The Norwegian electronic music duo discuss why they parted with the “traditional album format” back in 2014, their newly released project, Profound Mysteries, and how they try to carry some of David Lynch’s spirit into their own work

“After seeing Mulholland Drive in the movies back in the day, we went out and we started talking. What was it about? How it ended and so on,” recalls Svein Berge, one half of Norwegian music duo Röyksopp. “And then we overheard a person saying, I understood everything – meaning it. And that just undermines everything! If you did, I feel a bit sorry for you. That’s not really the object and the idea of it.”

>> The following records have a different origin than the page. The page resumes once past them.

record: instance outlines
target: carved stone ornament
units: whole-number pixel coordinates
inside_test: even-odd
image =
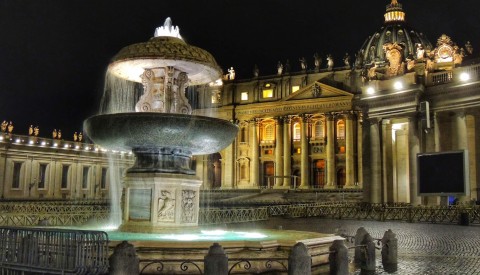
[[[158,221],[175,221],[175,190],[160,190],[158,196]]]
[[[397,75],[403,75],[405,73],[402,47],[397,43],[387,43],[383,45],[385,56],[389,62],[387,67],[387,77],[393,77]]]
[[[312,96],[313,97],[320,97],[322,95],[322,90],[320,89],[320,86],[315,83],[312,87]]]
[[[193,223],[196,220],[194,190],[182,190],[182,223]]]

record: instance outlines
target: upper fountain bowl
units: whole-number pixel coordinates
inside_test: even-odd
[[[117,113],[92,116],[84,130],[111,150],[178,148],[192,155],[219,152],[232,143],[238,126],[218,118],[170,113]]]
[[[222,71],[209,52],[171,36],[152,37],[147,42],[124,47],[113,57],[109,70],[120,78],[140,83],[145,69],[162,67],[175,67],[187,73],[190,85],[215,81]]]

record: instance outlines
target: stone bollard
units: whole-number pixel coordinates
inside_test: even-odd
[[[139,260],[135,247],[127,241],[121,242],[113,249],[113,254],[108,259],[110,275],[140,274]]]
[[[312,274],[312,257],[308,254],[305,244],[297,243],[288,255],[288,275],[308,274]]]
[[[382,264],[385,271],[397,271],[398,240],[391,229],[385,231],[382,238]]]
[[[330,274],[348,275],[348,248],[344,240],[335,240],[330,246]]]
[[[203,258],[205,275],[227,275],[228,274],[228,256],[223,247],[218,243],[213,243],[208,249],[208,254]]]
[[[357,233],[355,234],[355,256],[353,257],[353,262],[356,265],[359,265],[362,263],[362,255],[363,255],[363,247],[359,247],[359,245],[362,243],[363,238],[365,238],[365,235],[367,235],[368,232],[365,230],[365,228],[360,227],[357,229]]]
[[[361,245],[365,250],[363,251],[362,257],[362,274],[370,274],[375,272],[375,243],[373,242],[372,236],[367,233],[361,242]]]

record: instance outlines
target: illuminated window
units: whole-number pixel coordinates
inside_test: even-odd
[[[82,189],[88,188],[88,172],[90,167],[83,167],[83,177],[82,177]]]
[[[248,100],[248,93],[247,93],[247,92],[243,92],[243,93],[242,93],[242,96],[241,96],[241,99],[242,99],[242,100]]]
[[[345,122],[343,120],[337,122],[337,139],[345,139]]]
[[[45,179],[47,177],[47,164],[42,163],[38,169],[38,189],[45,188]]]
[[[263,98],[271,98],[273,97],[273,89],[263,89]]]
[[[272,141],[275,139],[275,124],[268,123],[263,127],[263,140]]]
[[[314,137],[319,139],[324,137],[323,121],[318,120],[313,126]]]
[[[22,164],[21,162],[14,162],[13,163],[13,181],[12,181],[12,188],[18,189],[20,188],[20,173],[22,172]]]
[[[70,165],[62,166],[62,182],[60,187],[65,189],[68,187],[68,172],[70,171]]]
[[[247,127],[240,128],[240,142],[247,142]]]
[[[220,91],[213,91],[212,92],[212,104],[220,103]]]
[[[293,139],[294,140],[300,140],[300,136],[301,136],[300,123],[296,122],[296,123],[293,124]]]
[[[300,86],[292,86],[292,94],[300,90]]]

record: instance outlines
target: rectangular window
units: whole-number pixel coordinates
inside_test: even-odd
[[[70,170],[70,165],[62,165],[62,184],[61,188],[65,189],[68,187],[68,172]]]
[[[300,86],[292,86],[292,94],[300,90]]]
[[[102,168],[102,179],[100,181],[100,188],[105,189],[107,188],[107,171],[108,168]]]
[[[88,188],[88,171],[90,171],[90,167],[83,167],[82,189]]]
[[[272,98],[273,97],[273,89],[263,89],[263,98]]]
[[[38,189],[45,188],[45,179],[47,177],[47,164],[41,163],[38,168]]]
[[[247,92],[243,92],[241,99],[242,99],[243,101],[248,100],[248,93],[247,93]]]
[[[14,162],[13,163],[13,181],[12,181],[13,189],[20,188],[20,172],[21,171],[22,171],[22,163]]]

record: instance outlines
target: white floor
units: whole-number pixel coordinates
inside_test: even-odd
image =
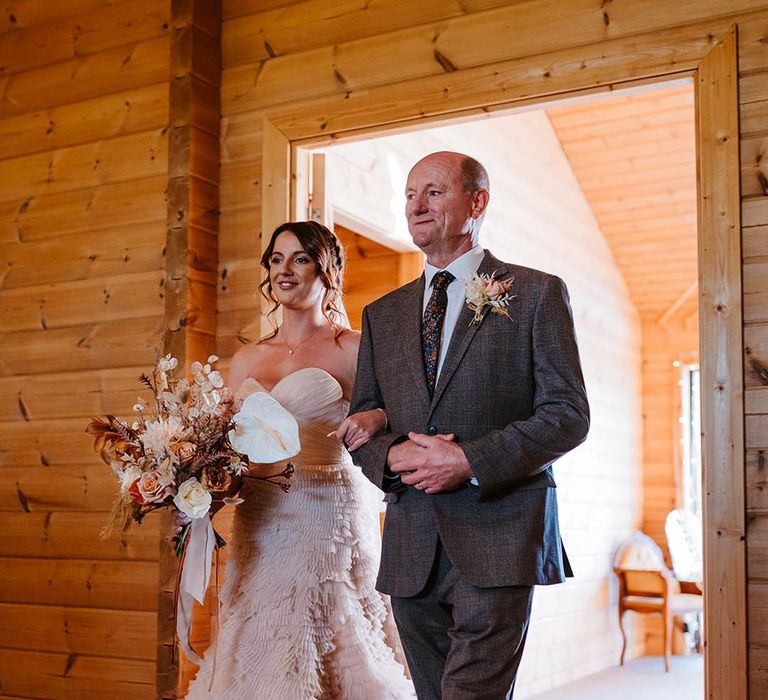
[[[669,673],[664,659],[643,656],[528,700],[703,700],[704,657],[673,656]]]

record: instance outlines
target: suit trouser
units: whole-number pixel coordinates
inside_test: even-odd
[[[511,698],[532,600],[533,586],[473,586],[438,541],[424,590],[391,598],[419,700]]]

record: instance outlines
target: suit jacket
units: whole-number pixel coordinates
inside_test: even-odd
[[[381,407],[387,432],[353,453],[386,490],[387,452],[409,431],[454,433],[479,486],[440,494],[399,484],[388,493],[377,587],[417,595],[440,537],[479,587],[550,584],[572,575],[560,539],[552,463],[584,440],[589,407],[568,292],[557,277],[503,263],[488,251],[478,272],[514,276],[511,318],[471,324],[465,307],[434,395],[421,347],[424,276],[363,313],[350,413]]]

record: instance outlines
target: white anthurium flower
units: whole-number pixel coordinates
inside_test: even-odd
[[[256,464],[272,464],[298,454],[299,425],[280,403],[264,391],[248,396],[232,421],[229,442]]]

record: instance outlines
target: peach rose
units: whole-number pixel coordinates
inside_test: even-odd
[[[498,280],[490,279],[486,284],[485,293],[491,299],[495,299],[496,297],[501,296],[504,293],[504,287],[502,287],[501,284],[499,284]]]
[[[173,495],[173,477],[168,472],[144,472],[134,483],[143,499],[140,503],[158,503]]]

That’s the idea that the childhood friends turned long-time production partners want to latch onto with their new project, Profound Mysteries. “It’s that kind of sentiment, obviously not as dark as in Lynch’s universe, but we want to evoke, stir up something rather than just being, you being, or the listener being, or viewer being passive,” Berge explains.

Profound Mysteries comes 21 years after the release of their heralded debut Melody AM, which kicked off a journey of five albums, drawing to a climax with 2014’s The Inevitable End. It was their “goodbye to the traditional album format”, as they put it at the time, and dealt “with things ending and death … so it felt like a natural send off at that point”, Berge says today.

What prompted that change of course? “I think the somewhat pompous answer would be that we felt we had done the things we wanted to do within the traditional format. And also, given the times we’re living in, in terms of how music is being released and distributed and so on, rather than looking at those things as a hindrance, we saw that as opportunity and finding new ways of releasing the music in the future,” he explains.